I. F. : Tisser des liens dans le temps est le secret de toute bonne transaction. Certes, proposer des titres traduits dans la langue du producteur ciblé est un vrai plus, mais avoir travaillé suffisamment le relationnel pour savoir les goûts et les attentes sur le long terme de ces contacts est le plus sûr moyen de rendre un livre de son catalogue adaptable. Pour ce faire, il faut multiplier les opportunités. Berlin, Paris, Francfort, Cannes sont en ce sens des rendez-vous incontournables.
Il y en a d’autres. Le Festival du film d’Istanbul organise un programme spécifique « Meeting on the bridge », dans lequel une délégation de professionnels étrangers est mise à l’honneur (cette année, venue d’Allemagne) et où l’on peut évoquer avec les Turcs les projets en cours ou à venir. Ce type d’opération nous écarte des sentiers battus et permet les bonnes surprises. À Stockholm, dans le cadre de mes activités de formation, j’ai pu découvrir des professionnels avides de nouveautés européennes et prêts à s’intéresser aux productions éditoriales d’autres pays. Göteborg est un des lieux culturels où des événements comme la Foire du livre ou des festivals de cinéma à la dimension internationale sont fréquemment organisés.
BIEF : Quelle a été la réception du catalogue audiovisuel du BIEF, « From page to Film », diffusé lors de certaines de ces manifestations ?
I. F. : Très positive, car ce genre d’outil est un chaînon manquant entre professionnels de l’édition et de l’audiovisuel. Il permet d’accéder directement en langue anglaise à un corpus d’histoires et d’avoir les bons contacts efficacement. Il nécessiterait peut-être un préambule plus didactique afin d’en percevoir d’emblée tout le potentiel.
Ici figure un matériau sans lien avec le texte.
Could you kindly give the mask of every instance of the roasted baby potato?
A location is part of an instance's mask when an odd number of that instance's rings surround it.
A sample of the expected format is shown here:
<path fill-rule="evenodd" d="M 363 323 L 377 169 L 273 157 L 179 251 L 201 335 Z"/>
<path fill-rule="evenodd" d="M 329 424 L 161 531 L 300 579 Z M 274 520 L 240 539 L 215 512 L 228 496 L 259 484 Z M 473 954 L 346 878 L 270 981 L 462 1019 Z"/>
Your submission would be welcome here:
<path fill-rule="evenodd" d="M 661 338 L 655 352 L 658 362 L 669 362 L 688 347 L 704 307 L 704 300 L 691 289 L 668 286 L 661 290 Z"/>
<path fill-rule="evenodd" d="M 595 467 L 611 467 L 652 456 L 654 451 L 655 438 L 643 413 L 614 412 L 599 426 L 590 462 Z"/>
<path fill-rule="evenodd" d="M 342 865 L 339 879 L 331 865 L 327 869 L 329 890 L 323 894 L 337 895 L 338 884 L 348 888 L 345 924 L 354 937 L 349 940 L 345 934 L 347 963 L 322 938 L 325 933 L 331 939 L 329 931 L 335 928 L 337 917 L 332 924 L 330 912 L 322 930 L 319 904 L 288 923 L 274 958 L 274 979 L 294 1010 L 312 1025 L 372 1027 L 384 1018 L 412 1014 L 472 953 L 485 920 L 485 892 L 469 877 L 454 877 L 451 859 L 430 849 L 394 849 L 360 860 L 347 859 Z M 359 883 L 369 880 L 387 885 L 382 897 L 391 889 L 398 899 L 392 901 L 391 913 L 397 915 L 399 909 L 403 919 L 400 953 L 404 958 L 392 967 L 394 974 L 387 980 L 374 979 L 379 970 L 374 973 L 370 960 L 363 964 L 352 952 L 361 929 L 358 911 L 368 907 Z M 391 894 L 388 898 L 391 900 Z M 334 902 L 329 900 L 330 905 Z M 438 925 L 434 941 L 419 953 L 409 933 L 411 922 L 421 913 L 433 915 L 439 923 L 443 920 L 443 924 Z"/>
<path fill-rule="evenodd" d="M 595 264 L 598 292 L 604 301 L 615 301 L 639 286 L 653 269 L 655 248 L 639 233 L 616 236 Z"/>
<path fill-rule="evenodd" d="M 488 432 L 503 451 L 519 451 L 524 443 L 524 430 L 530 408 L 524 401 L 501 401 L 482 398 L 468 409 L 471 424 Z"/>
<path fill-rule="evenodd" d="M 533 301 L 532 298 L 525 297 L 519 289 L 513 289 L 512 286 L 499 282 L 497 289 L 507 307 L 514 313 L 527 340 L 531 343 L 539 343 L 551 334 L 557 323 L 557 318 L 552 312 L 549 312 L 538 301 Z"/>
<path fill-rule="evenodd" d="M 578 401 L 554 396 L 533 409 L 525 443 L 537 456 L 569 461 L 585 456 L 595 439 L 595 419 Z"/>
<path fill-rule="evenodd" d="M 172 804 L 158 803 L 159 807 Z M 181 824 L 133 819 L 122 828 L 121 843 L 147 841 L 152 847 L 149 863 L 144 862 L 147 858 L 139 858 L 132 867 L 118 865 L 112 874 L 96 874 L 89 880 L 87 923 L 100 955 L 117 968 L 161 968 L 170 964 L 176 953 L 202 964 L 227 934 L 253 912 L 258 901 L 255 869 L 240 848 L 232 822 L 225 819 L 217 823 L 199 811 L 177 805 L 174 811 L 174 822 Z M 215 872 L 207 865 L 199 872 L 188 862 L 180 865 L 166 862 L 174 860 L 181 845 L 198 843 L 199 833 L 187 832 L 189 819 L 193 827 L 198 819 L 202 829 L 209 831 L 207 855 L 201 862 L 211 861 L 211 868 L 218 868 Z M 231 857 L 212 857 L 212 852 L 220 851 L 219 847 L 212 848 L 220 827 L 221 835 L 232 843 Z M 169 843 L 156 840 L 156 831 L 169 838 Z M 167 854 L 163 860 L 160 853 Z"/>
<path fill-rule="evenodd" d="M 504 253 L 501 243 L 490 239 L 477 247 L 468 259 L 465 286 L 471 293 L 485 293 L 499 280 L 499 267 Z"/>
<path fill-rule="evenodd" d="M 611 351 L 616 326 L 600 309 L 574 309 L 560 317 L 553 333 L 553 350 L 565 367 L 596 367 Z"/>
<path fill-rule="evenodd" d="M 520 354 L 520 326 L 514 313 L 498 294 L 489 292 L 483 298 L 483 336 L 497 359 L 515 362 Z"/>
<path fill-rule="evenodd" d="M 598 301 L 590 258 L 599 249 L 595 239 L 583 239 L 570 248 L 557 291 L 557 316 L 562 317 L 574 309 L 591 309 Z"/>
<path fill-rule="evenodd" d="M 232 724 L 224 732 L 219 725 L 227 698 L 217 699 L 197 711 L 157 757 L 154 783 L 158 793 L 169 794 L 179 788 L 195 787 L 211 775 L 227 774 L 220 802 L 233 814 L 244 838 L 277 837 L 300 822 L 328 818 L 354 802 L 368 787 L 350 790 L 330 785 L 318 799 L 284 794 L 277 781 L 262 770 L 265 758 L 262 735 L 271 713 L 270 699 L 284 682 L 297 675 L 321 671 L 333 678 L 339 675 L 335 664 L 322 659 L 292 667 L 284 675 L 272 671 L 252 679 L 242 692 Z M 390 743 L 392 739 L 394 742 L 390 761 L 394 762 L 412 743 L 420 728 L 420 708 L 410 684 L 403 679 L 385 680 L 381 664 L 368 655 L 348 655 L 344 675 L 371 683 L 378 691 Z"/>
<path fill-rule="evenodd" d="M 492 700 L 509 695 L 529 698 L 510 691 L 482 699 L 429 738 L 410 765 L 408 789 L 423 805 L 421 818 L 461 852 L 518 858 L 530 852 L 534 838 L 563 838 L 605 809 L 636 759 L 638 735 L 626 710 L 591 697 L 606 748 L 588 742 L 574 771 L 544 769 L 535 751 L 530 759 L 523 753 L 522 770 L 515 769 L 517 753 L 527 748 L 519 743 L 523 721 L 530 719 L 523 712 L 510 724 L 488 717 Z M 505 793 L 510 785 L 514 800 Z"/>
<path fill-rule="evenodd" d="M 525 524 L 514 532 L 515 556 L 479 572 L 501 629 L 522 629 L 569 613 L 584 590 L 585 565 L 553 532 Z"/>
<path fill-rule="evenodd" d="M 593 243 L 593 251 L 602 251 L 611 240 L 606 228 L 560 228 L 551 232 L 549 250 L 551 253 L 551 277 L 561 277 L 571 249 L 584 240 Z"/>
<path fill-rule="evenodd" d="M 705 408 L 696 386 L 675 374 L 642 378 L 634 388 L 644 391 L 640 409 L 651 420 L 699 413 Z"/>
Le « Café audiovisuel » au dernier Salon du livre de Paris : l’adaptation au cœur de l’espace international professionnel
Le Salon du livre de Paris est depuis deux ans le cadre de rencontres transversales entre producteurs de télévision et de cinéma et éditeurs. Ce, grâce à l’initiative de la SCELF, qui a mis en place « le marché de la Scelf », une demi-journée dédiée aux rendez-vous individuels entre éditeurs et producteurs. Le BIEF, pour compléter cette offre, a commandé une étude descriptive sur l’état de l’adaptation audiovisuelle en Europe, qui a été présentée par son auteur, Isabelle Fauvel, lors du dernier « Café professionnel » du BIEF.
Les échanges se sont déroulés dans un contexte convivial, où ont été écartés les clichés qui handicapent la fluidité du commerce entre monde de l’audiovisuel et monde de l’édition. Contrairement à ce qu’on croit, le pitch n’est pas suffisant pour faire comprendre le potentiel d’un livre, il informe du thème et de l’histoire, mais ne peut provoquer à lui seul la prise de décision, une traduction en anglais est un des sésames pour l’international. Ces jeux de transactions sont tout à la fois un mélange de sensibilité humaine et artistique et de desiderata économiques. Le maillage est délicat et nécessite une connaissance des deux parties. Enfin, Jean-Guy Boin, directeur général du BIEF, a rappelé que les éditeurs font de plus en plus le pas de se rapprocher du monde de l’audiovisuel et que le BIEF participe à ce mouvement en proposant des outils collectifs et des rencontres sur ce sujet.